How to Avoid Bank Fees and Restrictions

How to Avoid Bank Fees and Restrictions

We put our money into a bank for safekeeping. However, we often find that some of our money gets lost to fees, such as ATM fees, monthly maintenance fees or overdraft protection fees. Furthermore, there may be restrictions on your account that do not always allow you to use your money in the way that you want. This seems unfair, but fortunately, there are ways that you can avoid having to pay bank fees.

Continue reading to learn how to find the best free checking account for your banking needs.

Avoid Maintenance Fees by Using Direct Deposit

One of the best and easiest ways to avoid unnecessary fees on your bank account is to set up direct deposit. This is simply the act of having your work paycheck, Social Security benefits or other type of income being automatically transferred into your account as opposed to you manually depositing it.

There are two main reasons to use direct deposit to avoid fees. First, some banks will let you avoid fees if you have a certain amount of money directly deposited into your account each month. And second, while other banks may not have a direct deposit requirement, they will charge you a monthly maintenance fee only if your account balance is lower than a certain amount.

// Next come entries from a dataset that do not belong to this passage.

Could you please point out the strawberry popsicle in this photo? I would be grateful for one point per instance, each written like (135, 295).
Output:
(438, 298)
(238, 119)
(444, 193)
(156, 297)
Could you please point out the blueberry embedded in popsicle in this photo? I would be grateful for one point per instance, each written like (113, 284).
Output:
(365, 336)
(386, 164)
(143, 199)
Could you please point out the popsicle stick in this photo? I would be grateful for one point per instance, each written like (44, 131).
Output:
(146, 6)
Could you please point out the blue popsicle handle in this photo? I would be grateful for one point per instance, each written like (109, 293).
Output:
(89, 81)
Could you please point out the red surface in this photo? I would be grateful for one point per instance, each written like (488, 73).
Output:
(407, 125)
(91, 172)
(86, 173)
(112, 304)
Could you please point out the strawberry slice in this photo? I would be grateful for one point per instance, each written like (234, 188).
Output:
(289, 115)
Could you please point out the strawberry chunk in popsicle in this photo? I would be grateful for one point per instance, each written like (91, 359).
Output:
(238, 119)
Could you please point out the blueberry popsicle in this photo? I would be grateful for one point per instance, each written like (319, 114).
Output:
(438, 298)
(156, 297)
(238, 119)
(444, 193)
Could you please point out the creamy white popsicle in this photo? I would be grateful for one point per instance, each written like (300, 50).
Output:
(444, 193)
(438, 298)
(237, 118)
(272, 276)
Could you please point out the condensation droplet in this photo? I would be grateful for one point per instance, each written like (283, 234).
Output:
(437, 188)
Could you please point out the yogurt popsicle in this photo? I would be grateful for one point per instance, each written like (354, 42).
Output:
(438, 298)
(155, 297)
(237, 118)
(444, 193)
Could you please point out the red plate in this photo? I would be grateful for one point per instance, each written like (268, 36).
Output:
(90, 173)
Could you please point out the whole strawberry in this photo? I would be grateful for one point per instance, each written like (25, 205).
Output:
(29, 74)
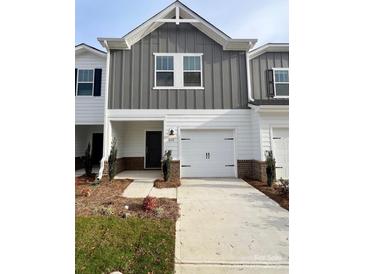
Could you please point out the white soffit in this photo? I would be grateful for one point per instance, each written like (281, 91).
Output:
(270, 47)
(180, 14)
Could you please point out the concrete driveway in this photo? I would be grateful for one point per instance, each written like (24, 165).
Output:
(227, 226)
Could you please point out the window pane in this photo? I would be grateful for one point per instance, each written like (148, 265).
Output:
(164, 79)
(85, 89)
(282, 89)
(282, 76)
(191, 62)
(164, 62)
(192, 79)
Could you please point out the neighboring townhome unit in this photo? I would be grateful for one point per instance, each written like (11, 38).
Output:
(178, 83)
(90, 68)
(269, 99)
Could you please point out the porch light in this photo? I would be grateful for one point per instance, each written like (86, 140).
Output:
(172, 134)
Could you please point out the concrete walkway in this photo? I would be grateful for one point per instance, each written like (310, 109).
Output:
(227, 226)
(142, 185)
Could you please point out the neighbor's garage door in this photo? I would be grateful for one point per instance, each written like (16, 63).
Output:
(207, 153)
(280, 142)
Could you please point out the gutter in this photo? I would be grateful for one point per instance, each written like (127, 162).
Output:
(105, 140)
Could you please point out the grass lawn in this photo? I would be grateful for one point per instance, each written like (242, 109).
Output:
(132, 245)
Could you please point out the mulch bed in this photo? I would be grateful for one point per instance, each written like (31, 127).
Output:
(160, 183)
(105, 199)
(274, 194)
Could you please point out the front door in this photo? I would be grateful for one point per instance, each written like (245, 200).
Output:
(153, 149)
(97, 148)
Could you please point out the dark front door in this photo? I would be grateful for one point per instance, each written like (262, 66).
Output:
(97, 148)
(153, 149)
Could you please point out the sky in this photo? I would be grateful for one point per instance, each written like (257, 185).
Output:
(265, 20)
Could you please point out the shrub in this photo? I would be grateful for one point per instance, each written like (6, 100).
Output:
(270, 167)
(88, 166)
(149, 203)
(166, 165)
(112, 160)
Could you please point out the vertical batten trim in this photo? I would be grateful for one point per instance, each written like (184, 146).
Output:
(213, 107)
(122, 80)
(151, 70)
(230, 75)
(140, 74)
(222, 91)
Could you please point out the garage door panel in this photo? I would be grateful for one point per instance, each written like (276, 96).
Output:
(195, 144)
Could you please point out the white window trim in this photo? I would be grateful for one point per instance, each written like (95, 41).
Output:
(279, 69)
(93, 82)
(179, 71)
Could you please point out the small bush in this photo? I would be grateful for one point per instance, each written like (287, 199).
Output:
(166, 165)
(270, 167)
(112, 160)
(88, 166)
(149, 203)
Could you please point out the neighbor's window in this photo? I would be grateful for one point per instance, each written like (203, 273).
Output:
(85, 82)
(164, 71)
(192, 71)
(281, 82)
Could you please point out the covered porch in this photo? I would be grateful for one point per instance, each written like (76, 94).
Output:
(139, 144)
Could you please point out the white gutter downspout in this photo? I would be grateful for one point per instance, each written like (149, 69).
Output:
(106, 128)
(250, 99)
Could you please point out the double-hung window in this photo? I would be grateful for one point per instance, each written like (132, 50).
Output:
(178, 71)
(281, 82)
(85, 82)
(164, 71)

Having your checks directly deposited into your account can help you meet the direct deposit rule or ensure your account stays above the minimum, protecting you from fees. As a bonus, direct deposit makes things much more convenient for you, as you avoid having to deal with handling and depositing a paper check. You can prevent any hassle and even have access to your money sooner with direct deposit.

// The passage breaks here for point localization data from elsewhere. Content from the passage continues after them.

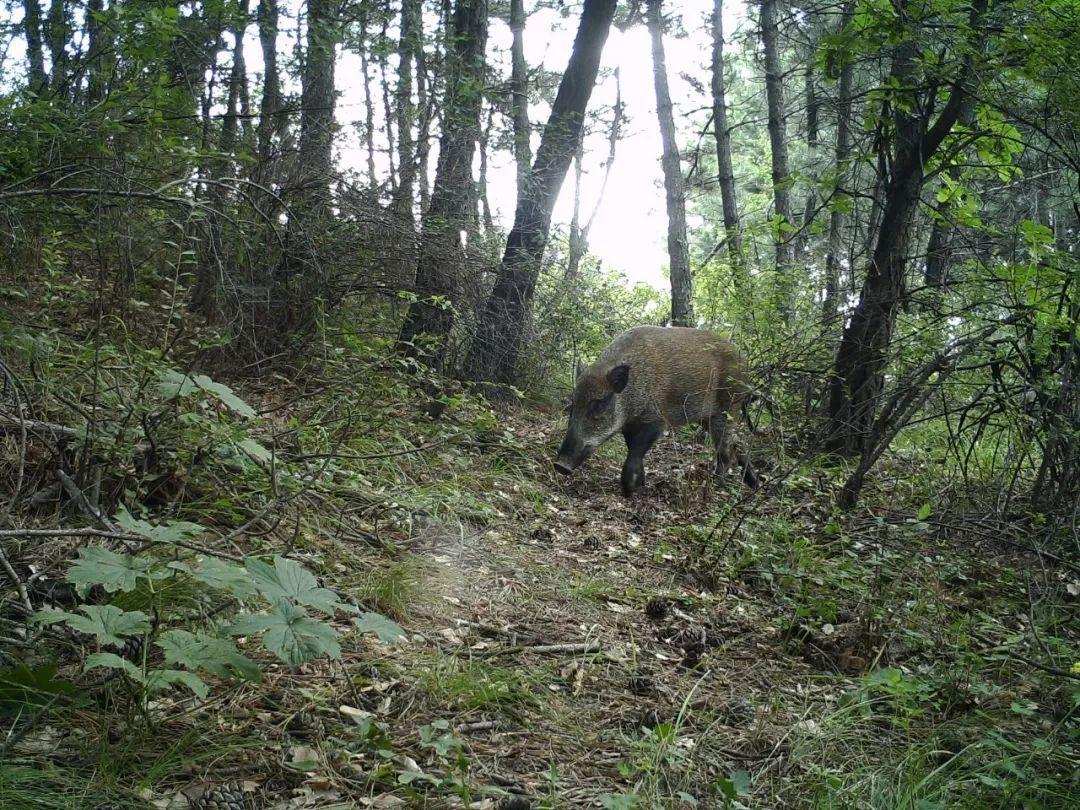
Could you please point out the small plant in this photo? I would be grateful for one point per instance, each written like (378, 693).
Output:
(271, 599)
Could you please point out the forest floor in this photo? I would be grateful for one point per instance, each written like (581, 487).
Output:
(694, 646)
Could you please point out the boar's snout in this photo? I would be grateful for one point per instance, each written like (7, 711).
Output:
(571, 454)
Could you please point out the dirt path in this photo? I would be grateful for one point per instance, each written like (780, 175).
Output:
(579, 655)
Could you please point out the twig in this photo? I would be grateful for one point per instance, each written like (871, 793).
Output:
(582, 647)
(467, 728)
(84, 505)
(19, 588)
(123, 536)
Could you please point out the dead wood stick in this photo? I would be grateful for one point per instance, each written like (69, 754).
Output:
(581, 647)
(84, 505)
(467, 728)
(19, 588)
(124, 536)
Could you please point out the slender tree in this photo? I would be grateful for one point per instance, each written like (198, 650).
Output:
(430, 319)
(778, 143)
(841, 158)
(501, 325)
(520, 94)
(407, 43)
(721, 134)
(270, 102)
(678, 252)
(35, 52)
(316, 102)
(859, 369)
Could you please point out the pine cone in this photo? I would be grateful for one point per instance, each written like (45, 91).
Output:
(225, 796)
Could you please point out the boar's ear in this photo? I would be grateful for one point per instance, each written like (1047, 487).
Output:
(618, 377)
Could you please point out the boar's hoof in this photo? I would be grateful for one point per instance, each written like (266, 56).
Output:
(632, 480)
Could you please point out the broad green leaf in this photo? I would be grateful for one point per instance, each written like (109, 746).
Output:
(97, 566)
(107, 623)
(288, 580)
(22, 686)
(173, 383)
(256, 450)
(164, 532)
(159, 679)
(202, 651)
(291, 634)
(112, 661)
(221, 575)
(226, 394)
(383, 628)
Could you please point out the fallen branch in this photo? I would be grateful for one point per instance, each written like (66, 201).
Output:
(122, 536)
(582, 647)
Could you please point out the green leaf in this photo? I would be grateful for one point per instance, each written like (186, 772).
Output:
(112, 661)
(173, 383)
(288, 580)
(256, 450)
(97, 566)
(22, 686)
(202, 651)
(387, 630)
(226, 394)
(160, 679)
(107, 623)
(220, 575)
(291, 634)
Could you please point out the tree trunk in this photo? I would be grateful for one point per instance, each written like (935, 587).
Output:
(812, 104)
(316, 113)
(35, 52)
(368, 104)
(778, 142)
(723, 136)
(678, 252)
(497, 347)
(520, 96)
(861, 359)
(579, 234)
(388, 109)
(270, 103)
(840, 170)
(57, 32)
(428, 323)
(403, 199)
(98, 52)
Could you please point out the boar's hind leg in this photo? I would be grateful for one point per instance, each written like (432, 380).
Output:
(639, 439)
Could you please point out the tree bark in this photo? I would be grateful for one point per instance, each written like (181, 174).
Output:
(403, 199)
(270, 103)
(497, 347)
(859, 372)
(841, 157)
(98, 52)
(778, 142)
(316, 113)
(35, 52)
(368, 104)
(723, 135)
(57, 32)
(520, 94)
(426, 331)
(678, 252)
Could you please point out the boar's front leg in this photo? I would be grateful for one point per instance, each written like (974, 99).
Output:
(639, 437)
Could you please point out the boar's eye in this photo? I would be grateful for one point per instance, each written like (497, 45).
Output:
(597, 406)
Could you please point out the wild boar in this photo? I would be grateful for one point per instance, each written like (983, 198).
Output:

If you have a job, you can sign up for direct deposit through your employer. If you receive checks from Social Security or another program, you can sign up through the program’s website.

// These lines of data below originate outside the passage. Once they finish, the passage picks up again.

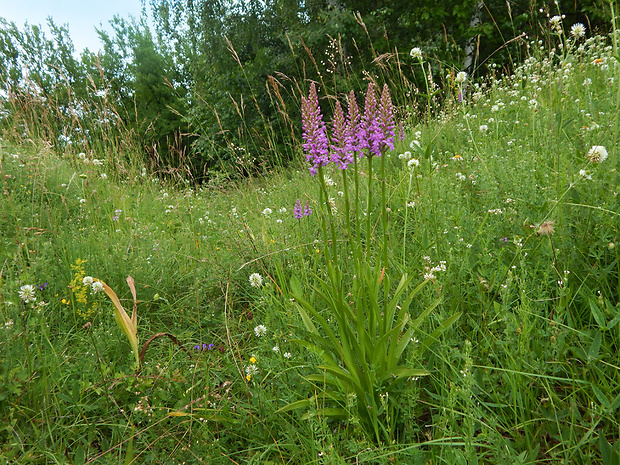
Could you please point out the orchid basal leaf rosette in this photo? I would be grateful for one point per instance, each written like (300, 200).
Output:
(357, 323)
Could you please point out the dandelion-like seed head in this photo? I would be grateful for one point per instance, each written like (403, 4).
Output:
(250, 371)
(26, 293)
(597, 154)
(298, 211)
(96, 287)
(256, 280)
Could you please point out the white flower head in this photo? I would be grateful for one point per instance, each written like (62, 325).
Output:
(26, 293)
(251, 370)
(461, 77)
(416, 53)
(256, 280)
(411, 164)
(597, 154)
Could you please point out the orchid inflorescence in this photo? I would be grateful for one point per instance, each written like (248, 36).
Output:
(372, 131)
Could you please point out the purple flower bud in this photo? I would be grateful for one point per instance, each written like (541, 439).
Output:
(386, 119)
(314, 133)
(298, 211)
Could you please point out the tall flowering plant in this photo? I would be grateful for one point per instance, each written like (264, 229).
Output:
(363, 338)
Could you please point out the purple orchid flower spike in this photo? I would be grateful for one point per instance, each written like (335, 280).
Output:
(314, 133)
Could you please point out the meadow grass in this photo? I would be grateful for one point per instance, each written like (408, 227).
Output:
(498, 202)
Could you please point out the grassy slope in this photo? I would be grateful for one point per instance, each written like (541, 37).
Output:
(528, 373)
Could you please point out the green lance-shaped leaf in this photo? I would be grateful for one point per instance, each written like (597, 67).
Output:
(129, 326)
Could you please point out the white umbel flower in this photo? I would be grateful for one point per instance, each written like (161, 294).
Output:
(597, 154)
(256, 280)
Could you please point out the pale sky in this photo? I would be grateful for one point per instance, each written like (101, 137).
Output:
(82, 16)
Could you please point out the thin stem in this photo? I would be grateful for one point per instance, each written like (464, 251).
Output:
(368, 205)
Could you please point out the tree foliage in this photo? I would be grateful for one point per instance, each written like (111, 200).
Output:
(215, 84)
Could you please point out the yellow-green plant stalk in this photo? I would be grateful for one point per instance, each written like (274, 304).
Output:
(129, 326)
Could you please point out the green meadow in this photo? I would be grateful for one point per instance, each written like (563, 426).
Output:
(455, 300)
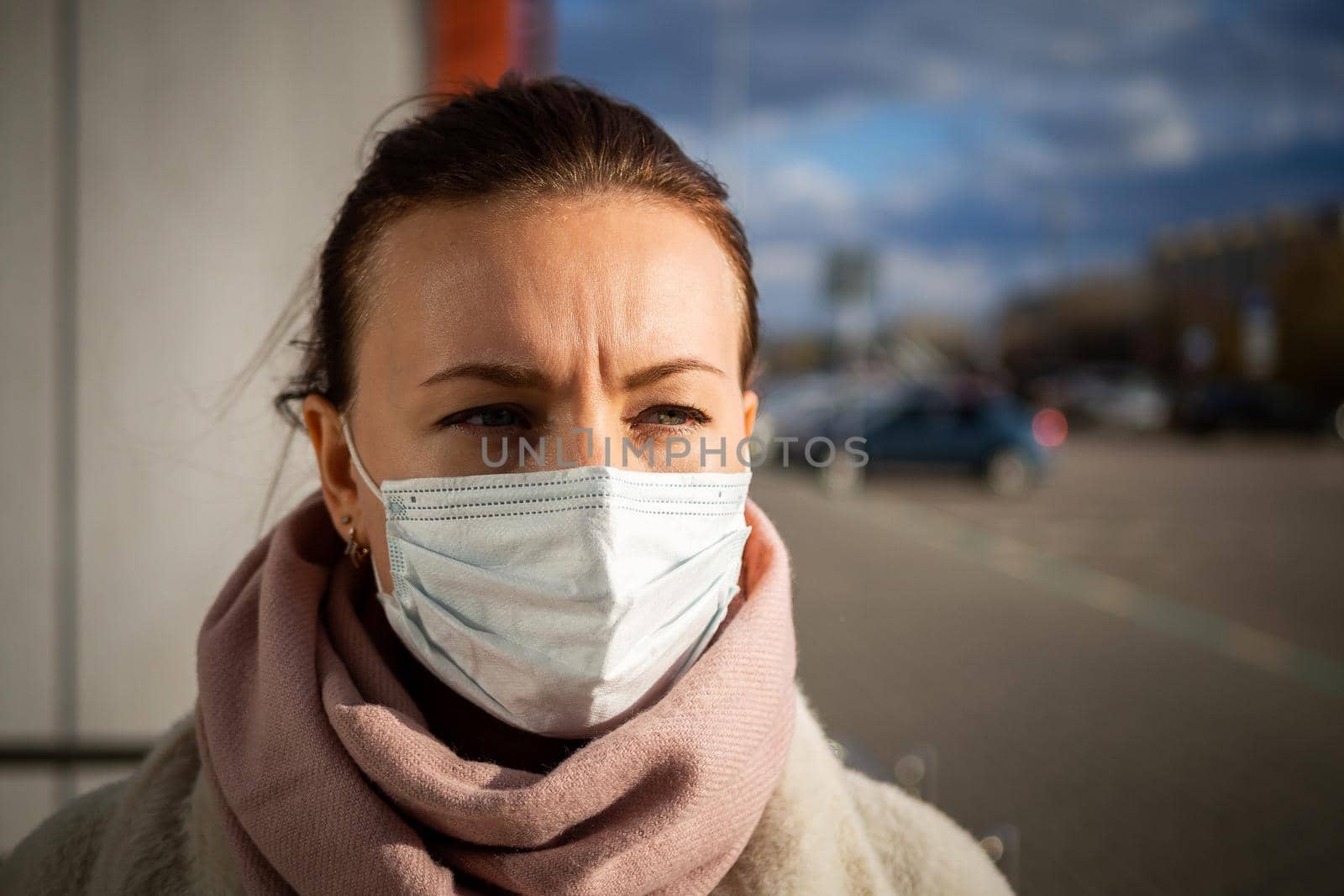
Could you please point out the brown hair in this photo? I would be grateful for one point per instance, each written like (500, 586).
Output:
(522, 140)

If you keep money in a PayPal account, you can arrange for an automated transfer of money into your bank account each month. Many banks view this as a form of direct deposit. It is frequently referred to as an automated clearing house (ACH) direct deposit, meaning any electronic transfer of funds by a business to your account. However, this depends on how your bank categorizes this transfer of funds.

Setting up direct deposit is simple. All you need to do is provide the company that is sending you money with your bank details, and they will typically do the rest. This information includes:

  • Bank account number
  • Routing number
  • Name on the account
  • Address of the bank
  • Type of account

All of this information can be found on your online banking screen or in your checkbook. To make this process even easier, you can use a direct deposit form, which allows you to fill in these details to hand over to your employer. Just ask your employer or any other entity that sends you checks for a direct deposit form.

Sign Up for a Special Checking Account

If you are a member of a certain group, including seniors or college students, you may be eligible for a special checking account. These accounts can provide you with extra perks while also removing the fees and restrictions that come with typical checking accounts.

There are a variety of types of checking account, such as rewards checking accounts and premium checking accounts, alongside the traditional checking account. However, special accounts such as senior checking accounts are great for those in the older age bracket and may offer features such as no out-of-network ATM fees, no overdraft fees or no monthly maintenance fees. Along with these perks, you may also have access to free checkbooks or free financial advice to make your money go further. Since seniors are often the victims of financial fraud, some senior checking accounts will have special protections. Most banks will provide some type of special senior checking account, but it is still worth researching several of them to find the right one for you.

College students may also benefit from a special checking account. Some of the best checking accounts for students are offered by well-known banks such as Chase and Capital One.

While many banks offer no monthly fees for college student banks accounts, it is still important to compare student bank accounts before you sign up.  For example, some banks will still charge an overdraft fee for college checking accounts. Be sure to always weigh the pros and cons before selecting your student bank account.

Choose a Bank With No Overdraft Protection Fees

If your account is overdrafted, you can end up owing your bank a lot of money in overdraft fees. When looking to save money on your bank account, one of the best things you can do is to find a bank with no overdraft fees.

Typically, if you make a purchase that costs more than your current account balance, your bank will automatically cover it with overdraft protection. While this can be helpful, banks may charge as much as a $36 fee for each time you use overdraft protection.

To keep from paying overdraft fees, you can opt out of overdraft protection. This will ensure that any purchases are declined if you have insufficient funds in your account, and your account balance never falls below $0. But if you would like the benefit of overdraft protection, you can instead find a checking account that does not charge an overdraft fee.

There are a variety of banks with no overdraft fee. One example is the Chime SpotMe account. This account allows account holders to be “spotted” up to $100 in overdraft protection without incurring a fee. The downside to this account is that, since it is a mobile-only bank, it may be hard to find ATMs you can use without incurring an out-of-network ATM fee. As always, it pays to weigh out your options and figure out which fee you are less likely to incur.